To more specifically target cPLA2α in our model system, we developed stable RNA inhibition (RNAi) of the message encoding the cPLA2α isoform. Short sequences from cpla2gIVa or irrelevant control sequence were cloned into pSUPER, and each plasmid was transfected separately into A549 cells (1). Transfectants resistant to G418 were selected for the purposes of achieving a cell line with a stabilized reduction in cPLA2α expression. Expression of the cPLA2α isoform and its activated phosphorylated form were analyzed by Western blotting for A549 transfected with either pSUPER containing irrelevant RNA sequence (referred to in Figs. 46 as control) or pSUPER with RNAi sequence specific for cPLA2α (referred to in Figs. 26 as ΔcPLA2α). As shown in Fig. 4A, transfected A549 cells generating cpla2gIVa-specific inhibitory sequence exhibit dramatically reduced expression of both phosphorylated cPLA2α and total cPLA2α in the context of uninfected and PAO1-infected epithelial cells. Demonstration that equal amounts of protein have been loaded into each well was achieved by measuring the expression of the housekeeping protein GAPDH, which was shown to be equivalent between control and ΔcPLA2α A549 cells (Fig. 4A).

Fig. 4.

Inhibition of cPLA2α expression resulted in decreased PAO1-induced AA and PGE2 release. A: expression of cPLA2α, both the phosphorylated form as well as total, was significantly reduced when A549 cells were engineered to express inhibitory RNA sequence specific to the cPLA2α gene. B: A549 cells exhibiting reduced cPLA2α expression were significantly less responsive to PAO1 in terms of the percentage of AA release. C: A549 cells exhibiting reduced cPLA2α expression were unable to secrete PGE2 in response to PAO1 infection. *P < 0.05, statistically significant decrease compared with control using the Student's t-test. Each data point represents an average of at least 3 separate wells. Each above experiment was performed on at least 3 separate occasions yielding similar results.

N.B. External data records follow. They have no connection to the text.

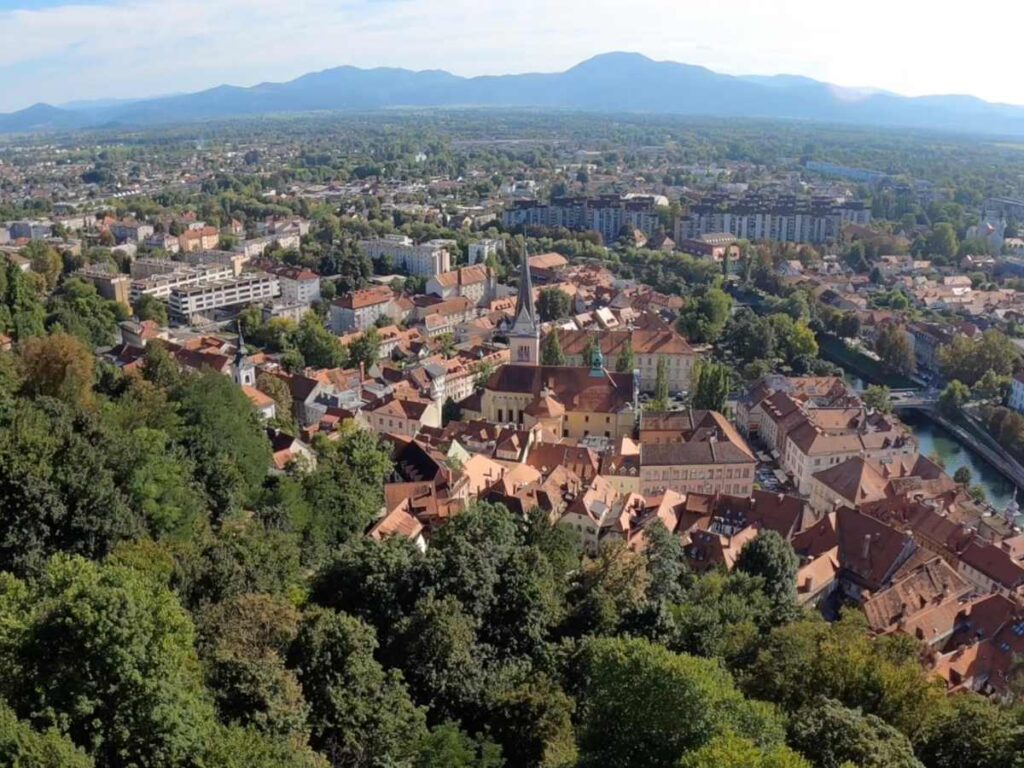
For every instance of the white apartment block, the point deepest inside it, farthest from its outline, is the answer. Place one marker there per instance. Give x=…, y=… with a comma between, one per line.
x=298, y=286
x=185, y=303
x=424, y=260
x=484, y=249
x=161, y=285
x=360, y=309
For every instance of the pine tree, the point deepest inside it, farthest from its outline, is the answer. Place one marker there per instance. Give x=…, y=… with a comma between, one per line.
x=627, y=359
x=551, y=350
x=660, y=401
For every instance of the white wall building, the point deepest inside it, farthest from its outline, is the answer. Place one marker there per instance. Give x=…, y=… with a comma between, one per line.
x=185, y=303
x=425, y=259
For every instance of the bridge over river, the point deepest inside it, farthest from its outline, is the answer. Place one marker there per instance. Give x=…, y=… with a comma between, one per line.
x=968, y=433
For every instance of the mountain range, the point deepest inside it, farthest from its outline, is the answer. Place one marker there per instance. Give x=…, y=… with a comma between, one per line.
x=607, y=83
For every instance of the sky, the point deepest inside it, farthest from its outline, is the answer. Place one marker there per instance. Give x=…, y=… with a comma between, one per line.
x=65, y=50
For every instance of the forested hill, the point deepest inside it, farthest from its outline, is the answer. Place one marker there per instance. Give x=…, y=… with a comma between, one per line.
x=607, y=83
x=167, y=601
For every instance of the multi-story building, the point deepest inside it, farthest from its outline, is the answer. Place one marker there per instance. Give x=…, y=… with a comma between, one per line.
x=765, y=217
x=572, y=402
x=163, y=242
x=1016, y=399
x=360, y=309
x=693, y=452
x=202, y=239
x=606, y=214
x=648, y=346
x=298, y=286
x=479, y=252
x=112, y=286
x=474, y=283
x=160, y=285
x=256, y=247
x=31, y=229
x=130, y=230
x=425, y=259
x=186, y=302
x=402, y=416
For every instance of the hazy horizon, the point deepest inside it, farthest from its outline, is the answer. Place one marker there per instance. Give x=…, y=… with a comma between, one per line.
x=72, y=50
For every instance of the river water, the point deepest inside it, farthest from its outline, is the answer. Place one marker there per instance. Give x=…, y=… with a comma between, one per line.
x=936, y=439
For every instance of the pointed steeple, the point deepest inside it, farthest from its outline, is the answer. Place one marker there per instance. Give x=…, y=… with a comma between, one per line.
x=524, y=338
x=524, y=301
x=240, y=344
x=245, y=371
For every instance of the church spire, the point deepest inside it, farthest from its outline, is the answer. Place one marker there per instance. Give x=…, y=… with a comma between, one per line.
x=524, y=301
x=524, y=338
x=245, y=371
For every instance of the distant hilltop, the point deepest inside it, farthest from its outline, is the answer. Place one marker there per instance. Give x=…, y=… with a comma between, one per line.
x=607, y=83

Upon developing a lung epithelial cell line with suppressed cPLA2α expression, we next investigated the involvement of cPLA2α in various cellular processes. Evaluation of the possibility that reduction of cPLA2α expression might affect A549 cellular viability or the integrity of the A549 barrier when grown on Transwells was considered. We performed LDH release and HRP flux assays, respectively, to investigate each issue independently, both in the presence and absence of PAO1 infection (13). No significant differences were observed between nontransfected A549 cells, transfected A549 ΔcPLA2α, and transfected A549 vector control cells in terms of cell viability as well as barrier integrity (data not shown). Furthermore, the degree of association between PAO1 and A549 cells is not altered to any significant degree in the context of reduced cPLA2α expression (data not shown).

The cPLA2α-isoform-specific inhibitor significantly reduced the ability of PAO1 to mediate AA release from A549 cells (Fig. 3A). Consistent with that observation, AA release in response to PAO1 infection is significantly reduced in A549 cells with a targeted reduction in cPLA2α expression (Fig. 4B). A sixfold induction in AA release is observed with control cells in response to infection with PAO1. The nonpathogenic E. coli strain MC1000 results in only a minor increase in AA release above that observed in uninfected control cells (Fig. 4B). In the context of cPLA2α suppression, PAO1-induced AA release is diminished from sixfold to approximately twofold; however, it is important to note that PAO1 is still capable of inducing AA release in cPLA2α suppressed cells, albeit to a significantly lesser extent (Fig. 4B). When A549 cells were pretreated with the cPLA2α-isoform-specific inhibitor, PAO1-induced PGE2 release was significantly diminished (Fig. 3B). PAO1-induced PGE2 release from A549 cells was completely ablated in the context of reduced cPLA2α expression, clearly suggesting that cPLA2α is critical for PAO1 to stimulate PGE2 production from A549 cells (Fig. 4C). Assays performed using either A549 or A549 transfected with a control vector did not exhibit any significant differences in terms of PAO1-induced AA release or PGE2 production (data not shown).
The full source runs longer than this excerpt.